May 27th, 2026 by admin
Honda just gave EV shoppers a very boring but very real reason to slow down before signing. According to the official NHTSA recall report, 59,887 vehicles are being recalled because the rearview camera housing on certain 2024–2025 Honda Prologue and 2024 Acura ZDX models may let moisture in, which can lead to a distorted or blank camera image. If you are looking at a leftover Prologue or a lightly used ZDX, this is the kind of recall that should move you from “looks good” to “show me the VIN and the repair status.”
The good news is that this does not read like a runaway-from-the-car situation. The fix is a replacement rearview camera with an improved part, done free at the dealer. The annoying part is timing. The recall report says interim owner letters are expected by July 6, 2026, with follow-up letters going out once the final remedy is ready. So if a dealer is pushing a clean, discounted EV story right now, shoppers should be the slightly annoying person who asks whether the camera issue is already documented, whether the vehicle has an open recall, and whether the repair has actually been completed.

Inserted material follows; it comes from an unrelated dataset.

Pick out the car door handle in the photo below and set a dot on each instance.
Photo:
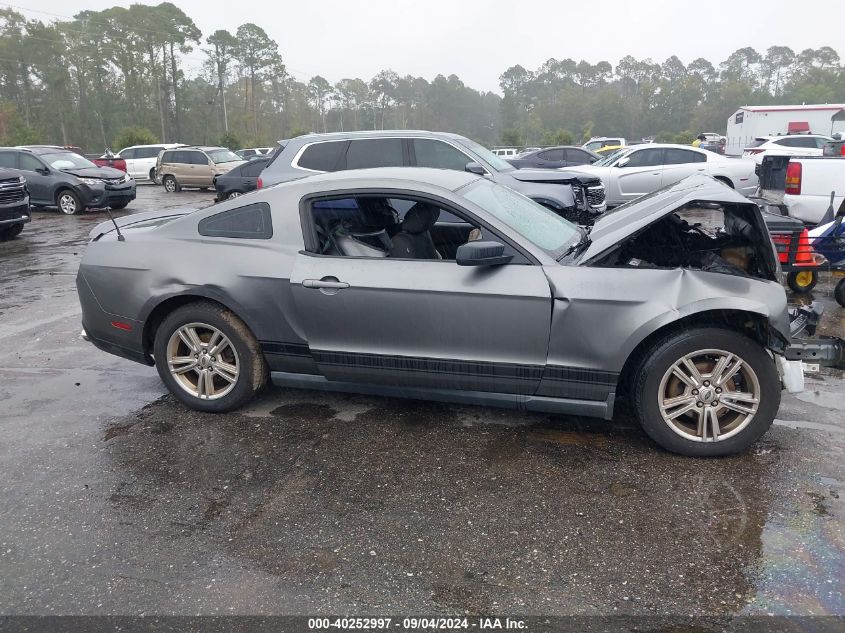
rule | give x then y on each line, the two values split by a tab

That matters because the Honda Prologue is still a pretty sensible mainstream EV on paper. Honda’s model page lists the EX at $39,900, the Touring at $44,200, and the Elite at $50,400, with up to 308 miles of range depending on trim. That is exactly the kind of pricing window where people start convincing themselves a leftover unit is “too good to pass up.” Usually, the smart move is still the cheaper trim. A Prologue EX with the recall handled is a much better story than a supposedly great deal that still needs safety paperwork and a parts visit hanging over it.
The Acura ZDX is a different flavor of the same lesson. Acura positions the A-Spec RWD at $64,500 with 313 miles of range, while the Type S jumps to $76,755 and gives some of that range back. At that price level, premium buyers should be even less patient about a camera problem. Before buying either one, run the VIN through NHTSA, ask the dealer for proof of recall status, and make sure the backup camera works perfectly on the test drive. Fancy screens are fun. A rearview image that actually shows up is more important.